Is there a way to cache a PHP include effectively for reuse, without APC, et al?
Simple (albeit stupid) example:
// rand.php
return rand(0, 999);
// index.php
$file = 'rand.php';
while($i++ < 1000){
echo include($file);
}
Again, while ridiculous, this pair of scripts dumps 1000 random numbers. However, for every iteration, PHP has to hit the filesystem (Correct? There is no inherit caching functionality I’ve missed, is there?)
Basically, how can I prevent the previous scenario from resulting in 1000 hits to the filesystem?
The only consideration I’ve come to so far is a goofy one, and it may not prove effective at all (haven’t tested, wrote it here, error prone, but you get the idea):
// rand.php
return rand(0, 999);
// index.php
$file = 'rand.php';
$cache = array();
while($i++ < 1000){
if(isset($cache[$file])){
echo eval('?>' . $cache[$file] . '<?php;');
}else{
$cache[$file] = file_get_contents($file);
echo include($file);
}
}
A more realistic and less silly example:
When including files for view generation, given a view file is used a number of times in a given request (a widget or something) is there a realistic way to capture and re-evaluate the view script without a filesystem hit?
This would only make any sense if the include file was accessed across a network.
All operating systems are very highly optimized to reduce the amount of physical I/O and to speed up file operations.
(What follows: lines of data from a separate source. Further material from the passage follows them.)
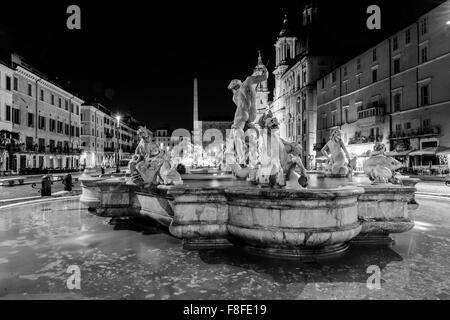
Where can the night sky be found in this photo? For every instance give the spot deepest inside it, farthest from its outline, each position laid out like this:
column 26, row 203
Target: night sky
column 141, row 56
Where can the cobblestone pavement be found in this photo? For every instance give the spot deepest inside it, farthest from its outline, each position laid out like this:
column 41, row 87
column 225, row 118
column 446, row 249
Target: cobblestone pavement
column 25, row 190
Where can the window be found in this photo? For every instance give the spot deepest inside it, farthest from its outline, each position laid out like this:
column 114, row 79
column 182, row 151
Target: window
column 396, row 65
column 60, row 124
column 52, row 125
column 424, row 54
column 397, row 102
column 374, row 75
column 16, row 116
column 408, row 36
column 41, row 123
column 423, row 26
column 345, row 115
column 30, row 119
column 425, row 95
column 395, row 43
column 8, row 113
column 29, row 142
column 8, row 83
column 41, row 143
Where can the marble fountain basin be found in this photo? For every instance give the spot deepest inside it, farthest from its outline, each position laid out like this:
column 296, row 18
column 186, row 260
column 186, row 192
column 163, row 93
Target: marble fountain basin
column 312, row 222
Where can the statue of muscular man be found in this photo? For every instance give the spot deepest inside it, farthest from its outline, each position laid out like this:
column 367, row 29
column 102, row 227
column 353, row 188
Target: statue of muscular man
column 244, row 97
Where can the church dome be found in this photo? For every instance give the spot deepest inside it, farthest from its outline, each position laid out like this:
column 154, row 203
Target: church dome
column 285, row 31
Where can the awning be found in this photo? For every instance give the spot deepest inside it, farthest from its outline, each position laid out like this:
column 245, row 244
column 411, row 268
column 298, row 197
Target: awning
column 435, row 151
column 398, row 153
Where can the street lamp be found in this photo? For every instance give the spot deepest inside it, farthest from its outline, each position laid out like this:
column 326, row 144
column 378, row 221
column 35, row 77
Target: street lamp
column 117, row 148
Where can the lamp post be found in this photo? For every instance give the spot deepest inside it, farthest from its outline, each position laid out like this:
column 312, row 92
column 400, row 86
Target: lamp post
column 118, row 146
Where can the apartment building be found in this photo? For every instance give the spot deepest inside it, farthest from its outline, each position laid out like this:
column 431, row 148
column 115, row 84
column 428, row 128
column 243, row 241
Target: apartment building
column 46, row 118
column 6, row 102
column 396, row 93
column 300, row 61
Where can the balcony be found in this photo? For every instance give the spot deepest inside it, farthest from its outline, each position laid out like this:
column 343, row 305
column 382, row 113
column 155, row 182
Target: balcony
column 364, row 139
column 370, row 116
column 421, row 132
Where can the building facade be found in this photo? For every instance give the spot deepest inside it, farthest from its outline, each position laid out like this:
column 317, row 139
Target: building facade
column 261, row 90
column 396, row 93
column 47, row 119
column 6, row 102
column 300, row 62
column 104, row 137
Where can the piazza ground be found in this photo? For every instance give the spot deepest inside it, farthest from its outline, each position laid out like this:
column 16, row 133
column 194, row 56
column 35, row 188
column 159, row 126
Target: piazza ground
column 38, row 242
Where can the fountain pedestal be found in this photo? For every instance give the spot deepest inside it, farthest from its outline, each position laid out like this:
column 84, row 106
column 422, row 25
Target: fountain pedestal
column 383, row 209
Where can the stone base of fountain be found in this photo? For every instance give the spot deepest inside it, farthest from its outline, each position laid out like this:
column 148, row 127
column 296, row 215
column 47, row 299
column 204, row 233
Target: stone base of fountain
column 268, row 221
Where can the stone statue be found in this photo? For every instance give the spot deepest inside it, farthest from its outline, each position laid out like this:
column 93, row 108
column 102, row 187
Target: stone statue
column 278, row 158
column 340, row 162
column 244, row 96
column 150, row 165
column 379, row 167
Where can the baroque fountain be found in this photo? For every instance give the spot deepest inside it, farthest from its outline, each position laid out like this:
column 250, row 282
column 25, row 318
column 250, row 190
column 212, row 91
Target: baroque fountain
column 268, row 204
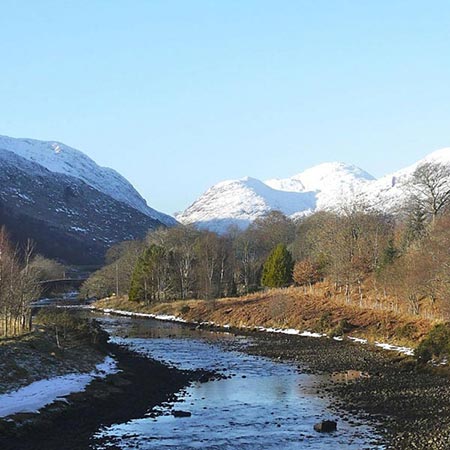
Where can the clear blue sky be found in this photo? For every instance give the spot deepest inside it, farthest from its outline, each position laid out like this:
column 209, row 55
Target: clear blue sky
column 178, row 95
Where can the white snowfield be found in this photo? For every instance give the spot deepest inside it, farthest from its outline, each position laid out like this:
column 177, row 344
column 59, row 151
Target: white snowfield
column 60, row 158
column 292, row 331
column 35, row 396
column 329, row 186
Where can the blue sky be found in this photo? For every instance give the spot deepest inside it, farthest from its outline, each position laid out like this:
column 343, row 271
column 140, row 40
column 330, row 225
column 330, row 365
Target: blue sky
column 178, row 95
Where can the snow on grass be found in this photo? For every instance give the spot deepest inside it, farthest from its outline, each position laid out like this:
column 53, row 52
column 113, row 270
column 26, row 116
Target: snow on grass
column 292, row 331
column 35, row 396
column 404, row 350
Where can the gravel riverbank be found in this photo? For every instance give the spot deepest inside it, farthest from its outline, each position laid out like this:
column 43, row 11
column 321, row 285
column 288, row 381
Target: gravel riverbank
column 140, row 385
column 409, row 404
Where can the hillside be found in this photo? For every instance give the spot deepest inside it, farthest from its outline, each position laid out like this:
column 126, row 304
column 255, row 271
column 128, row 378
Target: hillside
column 73, row 209
column 329, row 186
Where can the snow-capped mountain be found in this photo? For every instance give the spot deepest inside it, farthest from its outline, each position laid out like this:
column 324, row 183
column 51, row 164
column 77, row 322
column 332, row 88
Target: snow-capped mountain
column 72, row 208
column 60, row 158
column 328, row 186
column 239, row 202
column 331, row 182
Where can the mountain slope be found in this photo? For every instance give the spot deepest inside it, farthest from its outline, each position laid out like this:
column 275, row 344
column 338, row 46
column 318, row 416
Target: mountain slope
column 66, row 215
column 328, row 186
column 239, row 202
column 60, row 158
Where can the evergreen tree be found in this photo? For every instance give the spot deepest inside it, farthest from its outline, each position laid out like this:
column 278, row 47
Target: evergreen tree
column 277, row 270
column 150, row 280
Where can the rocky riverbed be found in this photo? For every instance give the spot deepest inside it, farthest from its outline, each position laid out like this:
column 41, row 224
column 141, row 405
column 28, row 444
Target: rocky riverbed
column 141, row 384
column 410, row 404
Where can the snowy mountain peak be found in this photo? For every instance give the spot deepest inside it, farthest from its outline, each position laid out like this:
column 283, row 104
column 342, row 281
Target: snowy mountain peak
column 322, row 177
column 60, row 158
column 327, row 186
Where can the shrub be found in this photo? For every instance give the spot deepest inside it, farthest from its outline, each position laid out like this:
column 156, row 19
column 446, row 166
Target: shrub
column 277, row 270
column 185, row 309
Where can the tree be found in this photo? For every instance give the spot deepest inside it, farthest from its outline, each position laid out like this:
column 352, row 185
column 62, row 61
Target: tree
column 150, row 280
column 18, row 287
column 277, row 270
column 115, row 277
column 430, row 187
column 306, row 273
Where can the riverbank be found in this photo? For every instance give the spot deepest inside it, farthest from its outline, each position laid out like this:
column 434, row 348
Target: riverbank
column 36, row 356
column 140, row 384
column 100, row 397
column 410, row 404
column 289, row 309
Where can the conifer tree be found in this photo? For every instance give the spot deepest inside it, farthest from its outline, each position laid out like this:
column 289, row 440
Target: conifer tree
column 277, row 270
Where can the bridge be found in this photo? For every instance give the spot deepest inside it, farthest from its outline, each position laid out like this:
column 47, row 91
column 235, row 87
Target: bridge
column 61, row 284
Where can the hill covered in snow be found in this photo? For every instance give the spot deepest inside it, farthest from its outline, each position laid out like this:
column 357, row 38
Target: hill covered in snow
column 328, row 186
column 72, row 208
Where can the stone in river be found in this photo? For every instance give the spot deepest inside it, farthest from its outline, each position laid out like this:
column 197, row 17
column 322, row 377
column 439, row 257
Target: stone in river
column 178, row 413
column 326, row 426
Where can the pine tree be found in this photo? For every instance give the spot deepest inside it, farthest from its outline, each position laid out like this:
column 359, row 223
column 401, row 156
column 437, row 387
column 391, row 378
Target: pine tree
column 277, row 270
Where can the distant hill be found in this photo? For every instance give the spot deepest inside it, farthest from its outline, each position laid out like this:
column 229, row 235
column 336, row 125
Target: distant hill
column 328, row 186
column 73, row 208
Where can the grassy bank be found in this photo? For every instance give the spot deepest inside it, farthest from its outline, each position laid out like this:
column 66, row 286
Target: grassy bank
column 291, row 308
column 36, row 356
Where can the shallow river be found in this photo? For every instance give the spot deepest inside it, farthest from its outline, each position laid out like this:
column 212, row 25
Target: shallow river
column 264, row 405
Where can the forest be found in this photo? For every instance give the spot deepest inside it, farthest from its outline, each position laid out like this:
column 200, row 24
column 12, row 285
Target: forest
column 398, row 261
column 21, row 271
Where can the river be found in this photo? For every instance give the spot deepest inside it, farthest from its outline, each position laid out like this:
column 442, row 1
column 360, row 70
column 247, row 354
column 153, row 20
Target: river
column 262, row 404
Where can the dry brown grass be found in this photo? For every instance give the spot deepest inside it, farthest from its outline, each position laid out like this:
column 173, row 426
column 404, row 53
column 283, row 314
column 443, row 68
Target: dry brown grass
column 292, row 308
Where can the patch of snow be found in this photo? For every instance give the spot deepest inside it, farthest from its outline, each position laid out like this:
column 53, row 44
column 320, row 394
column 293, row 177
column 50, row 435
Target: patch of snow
column 404, row 350
column 330, row 186
column 60, row 158
column 41, row 393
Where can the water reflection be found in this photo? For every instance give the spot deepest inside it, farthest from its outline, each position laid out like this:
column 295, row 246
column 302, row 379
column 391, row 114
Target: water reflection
column 264, row 405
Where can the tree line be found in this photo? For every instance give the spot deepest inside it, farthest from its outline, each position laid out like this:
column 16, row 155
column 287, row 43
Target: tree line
column 21, row 270
column 398, row 261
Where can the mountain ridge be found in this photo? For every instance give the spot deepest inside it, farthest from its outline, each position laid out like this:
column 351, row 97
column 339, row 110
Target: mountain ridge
column 327, row 186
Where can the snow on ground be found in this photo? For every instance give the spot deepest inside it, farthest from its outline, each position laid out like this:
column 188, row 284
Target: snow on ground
column 35, row 396
column 169, row 318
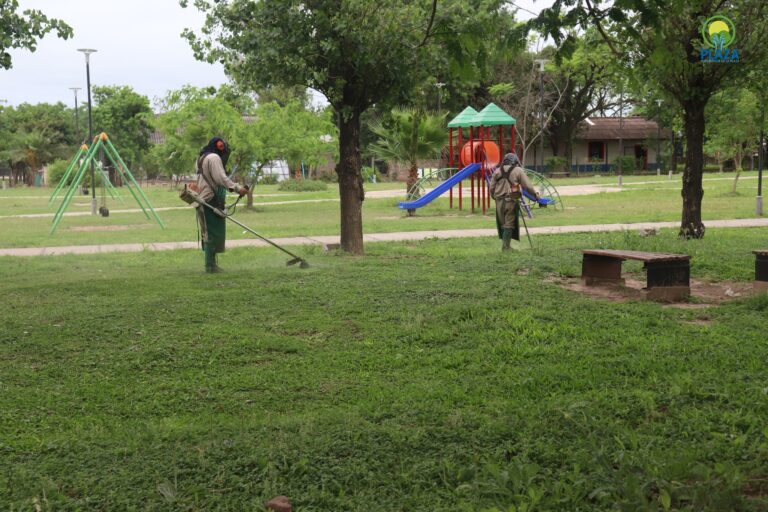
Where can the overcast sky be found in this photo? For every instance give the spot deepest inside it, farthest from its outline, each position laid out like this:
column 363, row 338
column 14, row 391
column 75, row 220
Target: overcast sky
column 138, row 43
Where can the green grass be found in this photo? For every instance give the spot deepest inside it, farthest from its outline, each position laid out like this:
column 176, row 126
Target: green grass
column 317, row 213
column 433, row 376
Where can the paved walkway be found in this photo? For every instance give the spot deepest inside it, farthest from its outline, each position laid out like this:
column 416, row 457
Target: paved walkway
column 374, row 237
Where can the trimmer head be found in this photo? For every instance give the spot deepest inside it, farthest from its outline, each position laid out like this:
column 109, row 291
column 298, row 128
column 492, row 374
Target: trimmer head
column 302, row 263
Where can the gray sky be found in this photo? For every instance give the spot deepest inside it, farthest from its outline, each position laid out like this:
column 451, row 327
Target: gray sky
column 138, row 43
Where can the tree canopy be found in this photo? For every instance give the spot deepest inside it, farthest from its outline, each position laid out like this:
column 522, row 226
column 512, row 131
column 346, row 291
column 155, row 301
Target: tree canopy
column 22, row 30
column 357, row 53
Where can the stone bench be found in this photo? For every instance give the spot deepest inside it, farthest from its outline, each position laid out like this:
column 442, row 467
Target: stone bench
column 761, row 269
column 668, row 275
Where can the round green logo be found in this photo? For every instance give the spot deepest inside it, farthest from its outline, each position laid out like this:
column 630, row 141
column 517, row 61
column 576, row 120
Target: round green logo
column 718, row 32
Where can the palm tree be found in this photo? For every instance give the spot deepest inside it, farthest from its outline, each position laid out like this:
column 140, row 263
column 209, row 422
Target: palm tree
column 411, row 134
column 28, row 151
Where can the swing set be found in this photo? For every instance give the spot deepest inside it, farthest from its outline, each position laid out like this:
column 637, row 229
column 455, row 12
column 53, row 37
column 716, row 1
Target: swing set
column 85, row 156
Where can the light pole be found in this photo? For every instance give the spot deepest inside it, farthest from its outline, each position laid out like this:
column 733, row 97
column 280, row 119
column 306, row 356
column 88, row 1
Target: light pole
column 761, row 157
column 621, row 132
column 439, row 86
column 9, row 176
column 77, row 116
column 658, row 139
column 541, row 63
column 87, row 52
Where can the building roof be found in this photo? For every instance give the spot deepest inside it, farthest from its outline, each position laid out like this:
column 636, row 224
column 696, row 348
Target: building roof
column 613, row 128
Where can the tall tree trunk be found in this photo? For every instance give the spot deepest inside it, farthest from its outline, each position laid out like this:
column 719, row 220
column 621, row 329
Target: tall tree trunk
column 693, row 192
column 351, row 190
column 673, row 162
column 568, row 154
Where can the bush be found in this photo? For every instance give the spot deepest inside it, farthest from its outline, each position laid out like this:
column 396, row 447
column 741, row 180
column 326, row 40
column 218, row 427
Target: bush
column 369, row 173
column 56, row 170
column 557, row 164
column 329, row 177
column 628, row 164
column 302, row 185
column 269, row 179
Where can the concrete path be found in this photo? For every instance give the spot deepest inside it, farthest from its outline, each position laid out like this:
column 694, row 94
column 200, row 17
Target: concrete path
column 373, row 237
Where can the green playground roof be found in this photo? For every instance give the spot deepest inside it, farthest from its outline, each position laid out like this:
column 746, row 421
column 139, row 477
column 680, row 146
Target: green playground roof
column 464, row 119
column 492, row 115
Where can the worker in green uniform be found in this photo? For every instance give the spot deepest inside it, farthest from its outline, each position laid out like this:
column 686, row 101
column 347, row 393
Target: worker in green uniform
column 213, row 184
column 505, row 187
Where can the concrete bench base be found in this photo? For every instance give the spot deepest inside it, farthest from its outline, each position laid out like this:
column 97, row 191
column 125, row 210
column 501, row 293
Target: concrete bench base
column 668, row 275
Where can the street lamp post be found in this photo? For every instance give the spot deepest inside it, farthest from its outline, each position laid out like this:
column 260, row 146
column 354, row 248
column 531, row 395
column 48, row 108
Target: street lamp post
column 9, row 176
column 87, row 52
column 658, row 139
column 77, row 116
column 541, row 63
column 439, row 86
column 761, row 158
column 620, row 160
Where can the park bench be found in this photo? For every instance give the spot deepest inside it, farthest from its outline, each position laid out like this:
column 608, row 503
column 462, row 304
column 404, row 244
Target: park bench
column 761, row 269
column 668, row 275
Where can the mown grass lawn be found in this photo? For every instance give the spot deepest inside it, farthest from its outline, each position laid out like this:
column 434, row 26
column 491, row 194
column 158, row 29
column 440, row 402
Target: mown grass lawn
column 440, row 375
column 645, row 198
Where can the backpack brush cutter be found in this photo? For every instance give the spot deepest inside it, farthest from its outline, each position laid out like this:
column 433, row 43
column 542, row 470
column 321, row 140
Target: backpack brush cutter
column 191, row 197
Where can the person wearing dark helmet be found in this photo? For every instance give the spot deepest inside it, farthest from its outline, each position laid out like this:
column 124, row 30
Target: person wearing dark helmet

On a properly configured system in most cases, the system will rarely revert to disk to fetch PHP code. Sit down with a spreadsheet and have a think about how long it would take to process PHP code if every file had to be fetched from disk – it’d be ridiculous, e.g. suppose your script is in /var/www/htdocs/index.php and includes /usr/local/php/resource.inc.php – that’s 8 seek operations to just locate the files – @8ms each, that’s 64ms to find the files! Run some timings on your test case – you’ll see that its running much, much faster than that.